Good intel, carldick. I JB-welded a spark plug socket onto a socket extension to deal with that #6, and it was still a rib-bruiser. The last time I changed plugs, I noticed the tool in my onboard kit. Live and learn.


----------



## tulaviok (Sep 7, 2010)

cant find it anywhere in quebec...if anyone has one set i would really like if you could take the mesurement of those ''tool'' so i could make myself one


----------



## rummy53 (Dec 30, 2010)

tulaviok said:


> cant find it anywhere in quebec...if anyone has one set i would really like if you could take the mesurement of those ''tool'' so i could make myself one


Hi, tulaviok. I can take a photo of the Nissan tool kit included with my truck so you can see the spark plug tools. I'll put my JB-welded socket extension next to it so you can check that out, too. The latter is merely a standard spark plug socket permanently attached to an old socket extension. That keeps the two together when you pull it off the plug.


----------



## tulaviok (Sep 7, 2010)

cool thx...thats why i wanted to know the lenght of it..i would of make myself one


----------



## rummy53 (Dec 30, 2010)

tulaviok said:


> cool thx...thats why i wanted to know the lenght of it..i would of make myself one


Hi, tulaviok. I now see that carldick already posted a photo of the spark plug tools that are included in the tool kit. Here's the one I took, alongside a ruler, that shows the same tools, plus the one I fashioned a few years ago before I realized that I already had the necessary tools in my kit. My homemade version is the one in the lower left of the picture. Hope this helps:


----------



## rummy53 (Dec 30, 2010)

rummy53 said:


> Hi, tulaviok. I now see that carldick already posted a photo of the spark plug tools that are included in the tool kit. Here's the one I took, alongside a ruler, that shows the same tools, plus the one I fashioned a few years ago before I realized that I already had the necessary tools in my kit. My homemade version is the one in the lower left of the picture. Hope this helps:
> 
> http://dl.dropbox.com/u/611077/IMG_2475.jpg[img][/quote]
> 
> ...


----------



## AtomCzar (Dec 28, 2010)

Update is that I finally got the last 2 plugs out. I sprayed some DB blaster on them and one came out easy and the other faught me the whole way, I was sure it was screwed. Both came out clean though!
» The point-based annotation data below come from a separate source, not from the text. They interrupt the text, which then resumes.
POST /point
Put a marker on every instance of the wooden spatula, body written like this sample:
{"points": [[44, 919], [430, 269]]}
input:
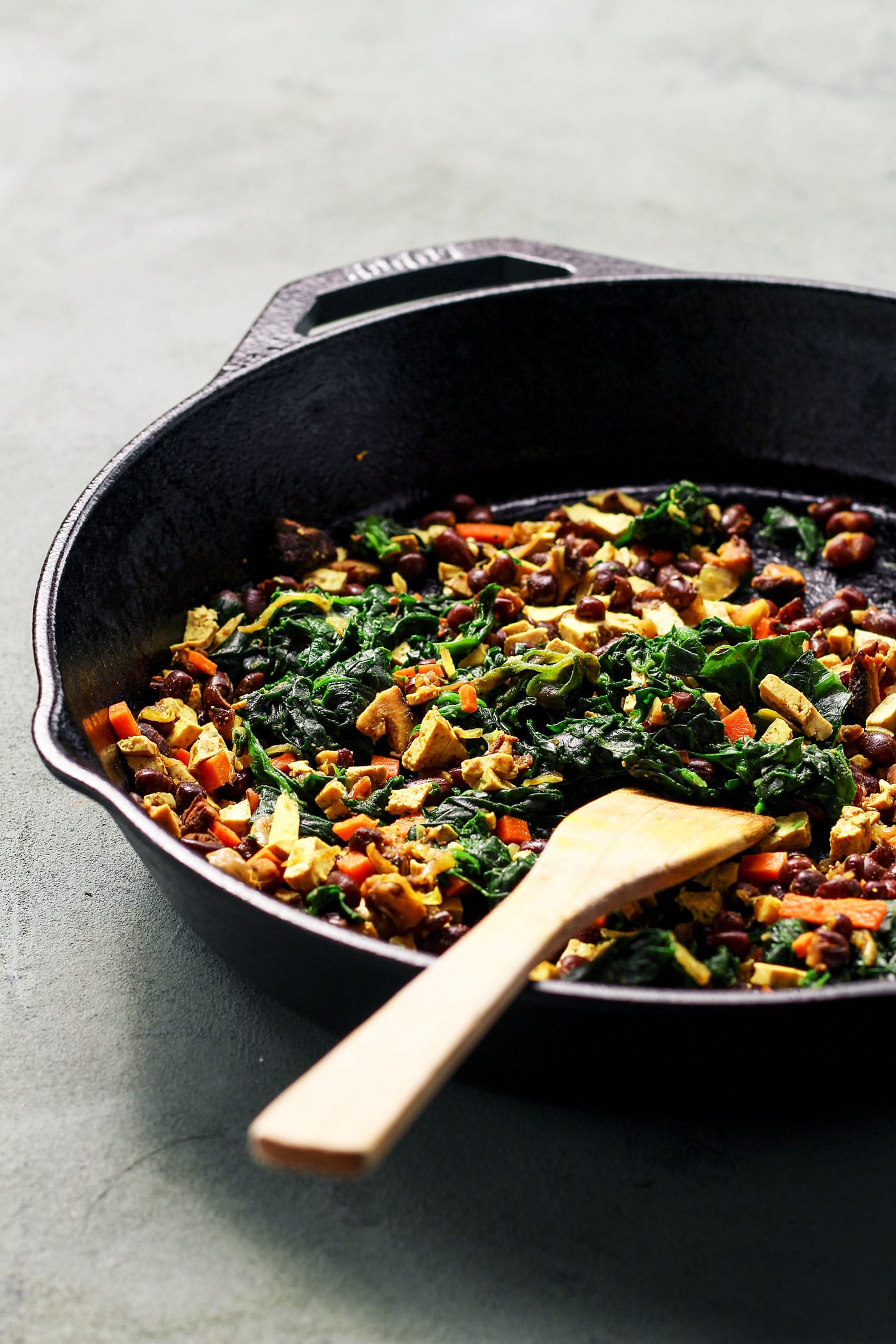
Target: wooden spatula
{"points": [[344, 1114]]}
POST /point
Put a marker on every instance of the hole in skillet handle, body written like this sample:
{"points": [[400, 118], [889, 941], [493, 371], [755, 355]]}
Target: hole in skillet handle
{"points": [[390, 292]]}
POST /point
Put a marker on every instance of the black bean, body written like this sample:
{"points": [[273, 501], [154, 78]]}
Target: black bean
{"points": [[218, 691], [835, 612], [363, 836], [152, 781], [829, 949], [645, 570], [828, 507], [252, 682], [838, 889], [877, 746], [254, 602], [590, 609], [152, 734], [679, 592], [187, 792], [349, 889], [734, 940], [503, 570], [200, 842], [806, 882], [458, 614], [543, 588], [452, 548], [178, 684], [412, 566], [682, 701]]}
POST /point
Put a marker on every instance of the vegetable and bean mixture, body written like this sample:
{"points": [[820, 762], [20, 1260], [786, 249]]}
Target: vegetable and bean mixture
{"points": [[386, 732]]}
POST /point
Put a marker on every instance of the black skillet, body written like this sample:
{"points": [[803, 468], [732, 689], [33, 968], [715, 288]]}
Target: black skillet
{"points": [[523, 374]]}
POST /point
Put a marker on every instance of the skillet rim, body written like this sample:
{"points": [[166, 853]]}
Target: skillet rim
{"points": [[248, 364]]}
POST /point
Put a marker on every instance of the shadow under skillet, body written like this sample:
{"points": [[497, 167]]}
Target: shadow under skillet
{"points": [[501, 1218]]}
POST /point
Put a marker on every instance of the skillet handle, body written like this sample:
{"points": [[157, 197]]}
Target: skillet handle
{"points": [[417, 277]]}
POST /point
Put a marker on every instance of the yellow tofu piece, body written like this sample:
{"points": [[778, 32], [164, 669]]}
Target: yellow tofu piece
{"points": [[330, 800], [436, 746], [309, 863], [778, 732], [409, 800], [883, 717], [490, 772], [284, 826], [794, 706], [767, 976], [387, 714], [716, 584], [613, 526], [851, 834], [238, 816]]}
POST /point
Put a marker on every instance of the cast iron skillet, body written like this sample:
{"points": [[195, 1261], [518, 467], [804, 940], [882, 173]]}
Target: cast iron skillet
{"points": [[519, 371]]}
Can't tell if the truck runs better yet. I moved the air filter to check the transmission fluid and then the truck wouldn't run after that. The air temp sensor wires snapped off and were corroded and snapped at another spot.....and on a sunday when no one is open....


----------



## flight745 (Mar 17, 2013)

tulaviok said:


> quick question...i read somewhere that nissan had a special tool for removing the spark plug...where can i get it ?? only at the dealer ???


Nissan provides two factory spark plug tools located in the black bag under the seat with the tire chaging tools. At least this is where it's located in the '98 Pathfinders. One socket is for the easy to reach plugs and the long socket is for the hard to reach plugs. They are a perfect fit.


----------



## flight745 (Mar 17, 2013)

tulaviok said:


> quick question...i read somewhere that nissan had a special tool for removing the spark plug...where can i get it ?? only at the dealer ???





smj999smj said:


> I worked for Nissan from 85-03 and I don't recall any "special spark plug tools."


Nissan provides two factory spark plug tools located in the black bag under the seat with the tire chaging tools. At least this is where it's located in the '98 Pathfinders. One socket is for the easy to reach plugs and the long socket is for the hard to reach plugs. They are a perfect fit.


----------



## smj999smj (Jan 1, 2006)

Yeah, I found that out two years ago when the OP posted this thread!


----------



## LDJ (Jul 2, 2018)

jblakeslee said:


> Try spraying some BP blaster or something like it on them....It may seep down the threads and help.......
> 
> But without a doubt....when you get them out and replace them....put anti-seize compound on the threads before re-installing.
> 
> I do not think you will mess up the threads in the head by using some effort to get them out, unless the threads were cross-threaded when they were first put in .....and will have to be repaired anyway......if the plugs breaks when removing, no big deal, you are replacing them anyway.


Don't think for one minute, you can't strip the threads in an aluminum head removing the spark plug. If you're not holding the front of the ratchet straight in line with spark plug, it can easily strip the threads in the head. I found out the hard way years ago.


----------